5.11 Perfect Balance Configuration Property Reference

This section describes the Perfect Balance configuration properties and a few generic Hadoop MapReduce properties that Perfect Balance reads from the job configuration:

See "About Configuring Perfect Balance" for a list of the properties organized into functional categories.

Note:

CDH5 deprecates many MapReduce properties and replaces them with new properties. Perfect Balance continues to work with the old property names, but Oracle recommends that you use the new names. For the new MapReduce property names, see the Cloudera website at:

http://archive.cloudera.com/cdh5/cdh/5/hadoop/hadoop-project-dist/hadoop-common/DeprecatedProperties.html

MapReduce Configuration Properties

Property Type, Default Value, Description

mapreduce.input.fileinputformat.inputdir

Type: String

Default Value: Not defined

Description: A comma-separated list of input directories.

mapreduce.inputformat.class

Type: String

Default Value: org.apache.hadoop.mapreduce.lib.input.TextInputFormat

Description: The full name of the InputFormat class.

mapreduce.map.class

Type: String

Default Value: org.apache.hadoop.mapreduce.Mapper

Description: The full name of the mapper class.

mapreduce.output.fileoutputformat.outputdir

Type: String

Default Value: Not defined

Description: The job output directory.

mapreduce.partitioner.class

Type: String

Default Value: org.apache.hadoop.mapreduce.lib.partition.HashPartitioner

Description: The full name of the partitioner class.

mapreduce.reduce.class

Type: String

Default Value: org.apache.hadoop.mapreduce.Reducer

Description: The full name of the reducer class.

Job Analyzer Configuration Properties

Property Type, Default Value, Description

oracle.hadoop.balancer.application_id

Type: String

Default Value: Not defined

Description: The job identifier of the job you want to analyze with Job Analyzer. This property is a parameter to the Job Analyzer utility in standalone mode on YARN clusters; it does not apply to MRv1 clusters. See "Running Job Analyzer as a Standalone Utility".

oracle.hadoop.balancer.tools.writeKeyBytes

Type: Boolean

Default Value: false

Description: Controls whether the counting reducer collects the byte representations of the reduce keys for the Job Analyzer. Set this property to true to represent the unique key values in Base64 encoding in the report. A string representation of the key, created using key.toString, is also provided in the report. This string value may not be unique for each key.

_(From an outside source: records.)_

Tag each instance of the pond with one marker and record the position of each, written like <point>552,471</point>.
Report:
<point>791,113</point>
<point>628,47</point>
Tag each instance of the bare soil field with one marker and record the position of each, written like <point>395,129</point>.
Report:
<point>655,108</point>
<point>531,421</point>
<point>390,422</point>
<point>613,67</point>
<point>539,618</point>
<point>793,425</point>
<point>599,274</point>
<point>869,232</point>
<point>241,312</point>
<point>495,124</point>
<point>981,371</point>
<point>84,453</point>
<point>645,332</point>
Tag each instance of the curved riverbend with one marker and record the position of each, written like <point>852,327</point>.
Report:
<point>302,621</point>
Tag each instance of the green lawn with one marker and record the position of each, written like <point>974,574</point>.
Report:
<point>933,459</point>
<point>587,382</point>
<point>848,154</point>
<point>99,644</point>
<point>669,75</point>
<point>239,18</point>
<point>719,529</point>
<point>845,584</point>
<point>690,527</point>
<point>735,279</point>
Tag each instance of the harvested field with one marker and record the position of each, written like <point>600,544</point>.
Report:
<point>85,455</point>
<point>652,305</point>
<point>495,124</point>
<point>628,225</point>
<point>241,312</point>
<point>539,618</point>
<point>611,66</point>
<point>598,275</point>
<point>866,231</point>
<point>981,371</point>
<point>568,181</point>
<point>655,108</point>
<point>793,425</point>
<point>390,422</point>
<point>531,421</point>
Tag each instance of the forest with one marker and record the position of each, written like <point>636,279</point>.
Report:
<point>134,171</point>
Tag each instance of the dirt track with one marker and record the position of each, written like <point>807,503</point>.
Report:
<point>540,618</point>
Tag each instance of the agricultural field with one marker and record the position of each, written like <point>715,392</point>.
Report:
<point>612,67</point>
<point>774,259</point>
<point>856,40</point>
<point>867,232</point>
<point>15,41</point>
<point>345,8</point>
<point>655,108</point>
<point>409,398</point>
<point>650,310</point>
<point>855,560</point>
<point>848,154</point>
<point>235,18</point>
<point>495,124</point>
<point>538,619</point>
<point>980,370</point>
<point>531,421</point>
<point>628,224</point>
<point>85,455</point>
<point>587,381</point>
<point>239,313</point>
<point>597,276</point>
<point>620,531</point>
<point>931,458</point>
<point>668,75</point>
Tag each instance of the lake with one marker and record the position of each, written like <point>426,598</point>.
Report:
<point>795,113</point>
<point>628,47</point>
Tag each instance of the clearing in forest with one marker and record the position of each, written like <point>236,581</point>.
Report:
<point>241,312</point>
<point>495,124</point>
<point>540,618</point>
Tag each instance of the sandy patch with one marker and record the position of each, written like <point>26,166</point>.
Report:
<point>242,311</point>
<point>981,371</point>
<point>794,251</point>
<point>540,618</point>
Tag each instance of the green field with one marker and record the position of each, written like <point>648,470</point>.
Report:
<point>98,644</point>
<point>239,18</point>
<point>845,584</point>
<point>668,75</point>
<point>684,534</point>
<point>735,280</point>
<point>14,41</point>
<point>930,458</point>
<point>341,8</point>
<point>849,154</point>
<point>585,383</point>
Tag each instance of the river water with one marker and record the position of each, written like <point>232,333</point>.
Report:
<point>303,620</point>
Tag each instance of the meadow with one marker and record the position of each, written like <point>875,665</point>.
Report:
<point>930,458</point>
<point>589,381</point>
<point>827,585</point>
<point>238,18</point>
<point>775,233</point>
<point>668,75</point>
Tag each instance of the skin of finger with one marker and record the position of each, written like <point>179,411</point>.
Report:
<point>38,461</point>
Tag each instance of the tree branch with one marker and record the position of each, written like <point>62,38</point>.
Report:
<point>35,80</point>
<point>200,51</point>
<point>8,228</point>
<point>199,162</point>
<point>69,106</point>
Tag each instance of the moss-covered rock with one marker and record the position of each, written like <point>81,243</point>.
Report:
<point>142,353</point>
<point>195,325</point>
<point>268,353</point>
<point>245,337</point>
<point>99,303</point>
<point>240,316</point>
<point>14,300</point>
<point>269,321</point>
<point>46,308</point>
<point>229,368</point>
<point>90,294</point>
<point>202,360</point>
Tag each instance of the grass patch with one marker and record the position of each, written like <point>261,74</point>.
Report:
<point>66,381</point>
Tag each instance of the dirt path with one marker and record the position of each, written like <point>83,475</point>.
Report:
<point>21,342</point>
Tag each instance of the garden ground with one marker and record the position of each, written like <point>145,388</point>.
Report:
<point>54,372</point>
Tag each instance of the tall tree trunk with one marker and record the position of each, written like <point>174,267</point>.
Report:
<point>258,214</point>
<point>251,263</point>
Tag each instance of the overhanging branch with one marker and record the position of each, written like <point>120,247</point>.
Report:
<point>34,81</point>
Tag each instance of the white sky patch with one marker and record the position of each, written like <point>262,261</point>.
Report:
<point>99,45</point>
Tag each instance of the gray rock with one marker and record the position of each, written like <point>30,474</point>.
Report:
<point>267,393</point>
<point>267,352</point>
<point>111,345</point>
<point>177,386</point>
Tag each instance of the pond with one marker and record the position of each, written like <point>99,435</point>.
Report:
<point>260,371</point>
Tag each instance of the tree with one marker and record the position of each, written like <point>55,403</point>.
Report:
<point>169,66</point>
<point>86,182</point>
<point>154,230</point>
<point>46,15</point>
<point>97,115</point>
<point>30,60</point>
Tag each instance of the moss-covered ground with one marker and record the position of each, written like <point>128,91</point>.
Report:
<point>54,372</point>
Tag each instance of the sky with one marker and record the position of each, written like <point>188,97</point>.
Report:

Perfect Balance Configuration Properties

Property Type, Default Value, Description

oracle.hadoop.balancer.choppingStrategy

Note that the choppingStrategy property takes precedence over the deprecated property oracle.hadoop.balancer.enableSorting. If the choppingStrategy property is not set, oracle.hadoop.balancer.enableSorting=true is equivalent to setting the choppingStrategy property to range. Likewise, setting oracle.hadoop.balancer.enableSorting=false is equivalent to setting the choppingStrategy property to hash.

Type: String

Default Value: hash

Description: This property controls the behavior of sampler when it needs to chop a key. The following values are valid:

  • range: Records of chopped keys are assigned to different reducers according to the total-order partitioning function specified by the map output key sorting comparator, so balancer will preserve a total order over the values of a chopped key.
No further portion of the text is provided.